Après avoir gardé le silence sur le projet d'Infantino, la FIFA défend son président, dénonçant "un effort concerté" pour le fragiliser, après des révélations sur une "maîtresse" payée par l'UEFA quand il était secrétaire général.
La FIFA a publié un communiqué pour défendre son président, Gianni Infantino, contre ce qu'elle décrit comme un "effort concerté et continu" visant à saper son autorité à la tête de l'organisation.
Le communiqué a été publié samedi, au lendemain d'un article du quotidien britannique The Daily Telegraph qui s'interroge sur une indemnité de départ versée par l'UEFA à une employée ayant travaillé avec Infantino lorsqu'il était secrétaire général de l'instance dirigeante du football européen.
Selon The Daily Telegraph, une femme aurait reçu de l'UEFA une somme à six chiffres à titre de dédommagement après une liaison présumée avec Gianni Infantino. Toujours selon le journal, Infantino l'aurait promue pendant cette relation présumée.
Tout en confirmant que cette indemnité de départ "était conforme à la réglementation alors en vigueur pour les employés quittant l'organisation", l'UEFA a précisé que les règles avaient été durcies depuis 2016 et qu'elles "reflètent désormais celles en vigueur dans une organisation moderne et de premier plan".

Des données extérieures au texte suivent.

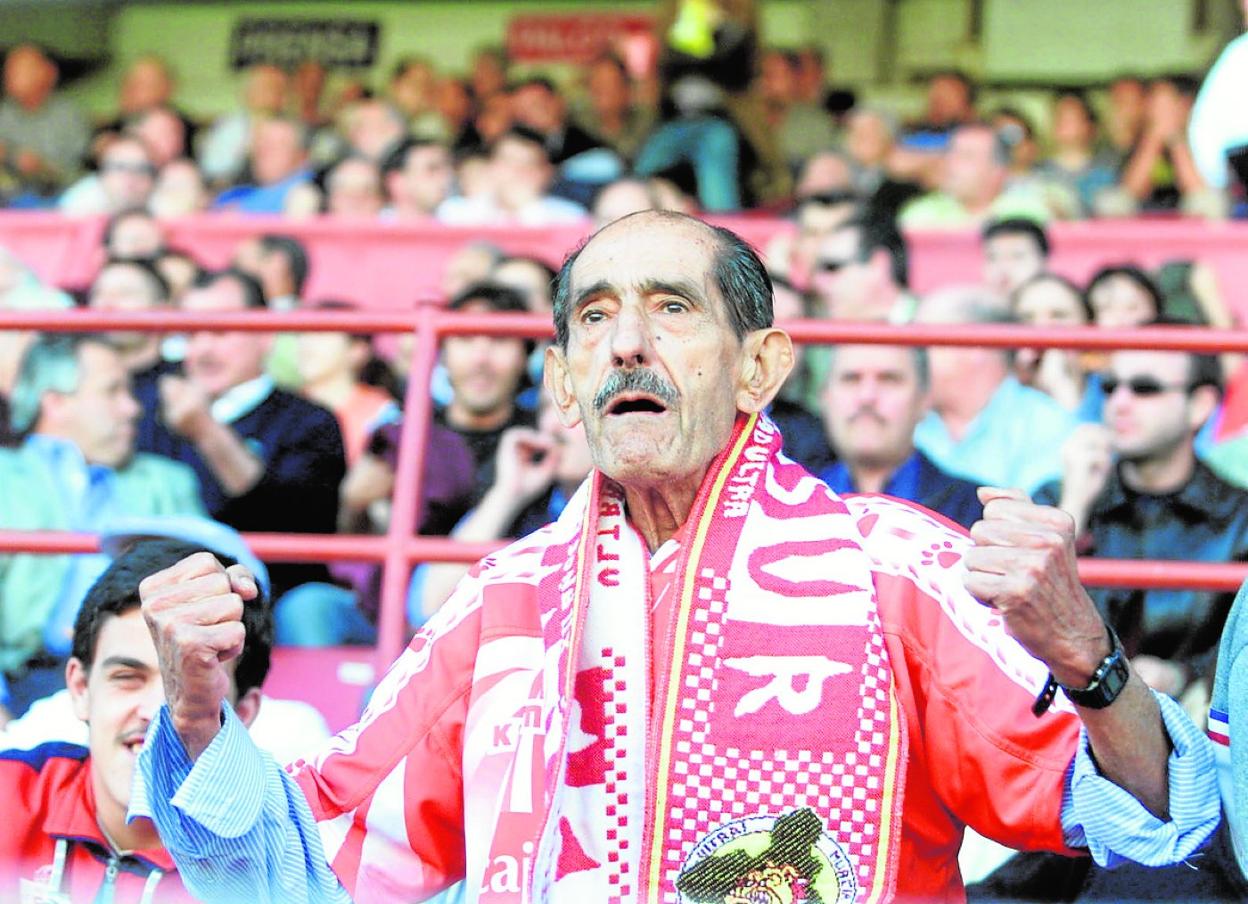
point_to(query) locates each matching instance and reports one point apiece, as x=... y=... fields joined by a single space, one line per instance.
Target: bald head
x=734 y=269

Des hauts responsables de l'UEFA envisagent d'ouvrir une enquête sur la période d'Infantino au sein de l'organisation afin de comprendre comment ces paiements ont été effectués et de déterminer si la relation présumée a influencé la prise de décision.
Infantino a travaillé à l'UEFA pendant 16 ans avant d'être élu président de la FIFA.
Campagne de désinformation
Dans un communiqué publié samedi, la FIFA a accusé les détracteurs d'Infantino de chercher à affaiblir son autorité et à le destituer sans respecter la procédure.
"Il apparaît de plus en plus clairement qu'il existe, de la part de certains, un effort concerté et constant pour saper la FIFA et son président", indique le communiqué de l'instance. "Ceux qui ne bénéficient pas du soutien des associations membres de la FIFA ne doivent pas chercher à obtenir par l'allégation, l'insinuation ou la désinformation ce qu'ils ne parviennent pas à obtenir par les processus démocratiques établis de la FIFA."
Le texte affirme que certains articles contiennent "des assertions non étayées et des affirmations manifestement fausses", qui ne devraient pas être présentées comme des faits.
"Le changement remet inévitablement en cause des intérêts établis, mais le désaccord avec ce changement ne peut justifier des tentatives visant à saper le mandat démocratique du président de la FIFA ou l'institution qu'il a été élu pour diriger."
Rejet du projet d'Infantino
Infantino s'est heurté à de vives réactions après la révélation des détails de son projet de céder les profits de la Coupe du monde à des fonds de capital-investissement. L'UEFA et deux autres confédérations continentales, la CONCACAF en Amérique du Nord et la Confédération asiatique de football, ont rejeté ce projet.
Il a toutefois obtenu le soutien du comité de direction de la FIFA mercredi dernier, à l'issue d'une réunion au Maroc, et a présenté ses excuses pour la manière dont le dossier avait été conduit. La menace brandie par l'UEFA de voir ses 55 pays membres boycotter les compétitions de la FIFA tant que le projet ne serait pas abandonné demeure, l'instance européenne ayant déclaré jeudi que cette annonce "ne change rien".